The latest RFC that replaced it, RFC 4514, states it this way, which is
a bit clearer:

  Otherwise, the output consists of the string encodings of each
  RelativeDistinguishedName in the RDNSequence ..., starting with the
  last element of the sequence and moving backwards toward the first.

Why the last RDN first?  Could be to see the CN immediately, which
usually identifies the actual entity.

What you see in OpenSSL is the physical representation in the ASN.1
encoding of the certificate, i.e. the RDNs in their actual order in the
RDNSequence.  We follow the same principle in strongSwan when logging
and parsing DNs.

> So technically, when we expect one, receiving the other order would be
> wrong.

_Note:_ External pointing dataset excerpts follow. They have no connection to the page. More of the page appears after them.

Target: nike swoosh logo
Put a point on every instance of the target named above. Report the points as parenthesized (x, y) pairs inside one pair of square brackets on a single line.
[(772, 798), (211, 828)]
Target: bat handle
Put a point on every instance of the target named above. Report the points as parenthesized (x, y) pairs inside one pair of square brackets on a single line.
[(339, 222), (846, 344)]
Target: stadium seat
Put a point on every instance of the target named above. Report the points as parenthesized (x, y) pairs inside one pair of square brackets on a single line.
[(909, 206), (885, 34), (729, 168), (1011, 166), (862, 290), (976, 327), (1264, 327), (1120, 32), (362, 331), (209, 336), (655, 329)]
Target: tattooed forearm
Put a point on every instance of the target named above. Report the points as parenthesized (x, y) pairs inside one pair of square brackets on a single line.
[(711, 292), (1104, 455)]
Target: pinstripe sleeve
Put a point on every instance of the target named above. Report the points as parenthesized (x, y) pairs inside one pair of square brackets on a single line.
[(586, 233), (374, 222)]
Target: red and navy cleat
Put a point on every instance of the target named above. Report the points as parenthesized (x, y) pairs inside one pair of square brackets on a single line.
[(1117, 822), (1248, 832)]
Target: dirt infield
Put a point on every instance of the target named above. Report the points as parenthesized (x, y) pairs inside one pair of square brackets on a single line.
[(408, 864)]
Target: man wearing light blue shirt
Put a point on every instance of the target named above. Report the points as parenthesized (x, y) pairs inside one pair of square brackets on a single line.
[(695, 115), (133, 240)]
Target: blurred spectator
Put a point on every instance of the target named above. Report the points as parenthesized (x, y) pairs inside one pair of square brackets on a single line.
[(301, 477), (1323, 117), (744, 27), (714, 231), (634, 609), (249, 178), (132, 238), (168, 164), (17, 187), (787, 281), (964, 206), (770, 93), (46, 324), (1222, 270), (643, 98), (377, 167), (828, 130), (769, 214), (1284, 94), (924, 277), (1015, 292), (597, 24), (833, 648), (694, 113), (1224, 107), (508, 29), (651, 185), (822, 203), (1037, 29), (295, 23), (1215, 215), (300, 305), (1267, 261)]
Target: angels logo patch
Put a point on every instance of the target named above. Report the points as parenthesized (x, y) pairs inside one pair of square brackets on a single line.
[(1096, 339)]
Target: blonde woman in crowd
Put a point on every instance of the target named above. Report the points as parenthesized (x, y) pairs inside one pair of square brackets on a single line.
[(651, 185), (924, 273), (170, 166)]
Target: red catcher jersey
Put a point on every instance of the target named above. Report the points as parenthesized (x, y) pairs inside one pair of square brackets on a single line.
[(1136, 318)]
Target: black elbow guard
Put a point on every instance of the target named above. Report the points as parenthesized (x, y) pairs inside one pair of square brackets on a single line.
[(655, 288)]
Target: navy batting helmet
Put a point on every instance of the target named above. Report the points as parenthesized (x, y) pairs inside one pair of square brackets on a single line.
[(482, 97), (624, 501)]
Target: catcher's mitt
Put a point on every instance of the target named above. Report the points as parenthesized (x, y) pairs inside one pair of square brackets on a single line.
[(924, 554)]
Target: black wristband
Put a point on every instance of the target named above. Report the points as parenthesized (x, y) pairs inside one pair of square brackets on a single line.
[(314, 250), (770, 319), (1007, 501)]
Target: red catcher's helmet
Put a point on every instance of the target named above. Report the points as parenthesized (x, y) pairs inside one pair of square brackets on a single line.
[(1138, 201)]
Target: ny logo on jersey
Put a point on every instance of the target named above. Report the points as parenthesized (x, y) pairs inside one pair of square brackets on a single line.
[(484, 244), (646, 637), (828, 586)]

So should we really do matching based on the same order of RDNs.
> What do other implementations do?

In strongSwan we have an option (charon.rdn_matching) that allows
changing how DNs in certificates are matched against configured IKE
identities.  It defaults to 'strict', which results in what RFC 5280
describes, i.e. all RDNs have to match in the same order (wildcards to
ignore the values of RDNs are always allowed).  With 'reordered', all
RDNs have to be there, but their order doesn't matter.  Finally, with
'relaxed', the certificate's DN may additionally contain RNDs that are
not configured, which are then treated like wildcards.  For example,
with 'relaxed' you could configure

  CN=server

which would be the same as configuring

  C=*, ST=*, L=*, O=*, OU=*, CN=server

which matched both certificates with 'relaxed' and 'reordered' but only
one with 'strict'.

Using 'reordered' and 'relaxed' causes some overhead (memory and
runtime) so 'strict' continues to be the default.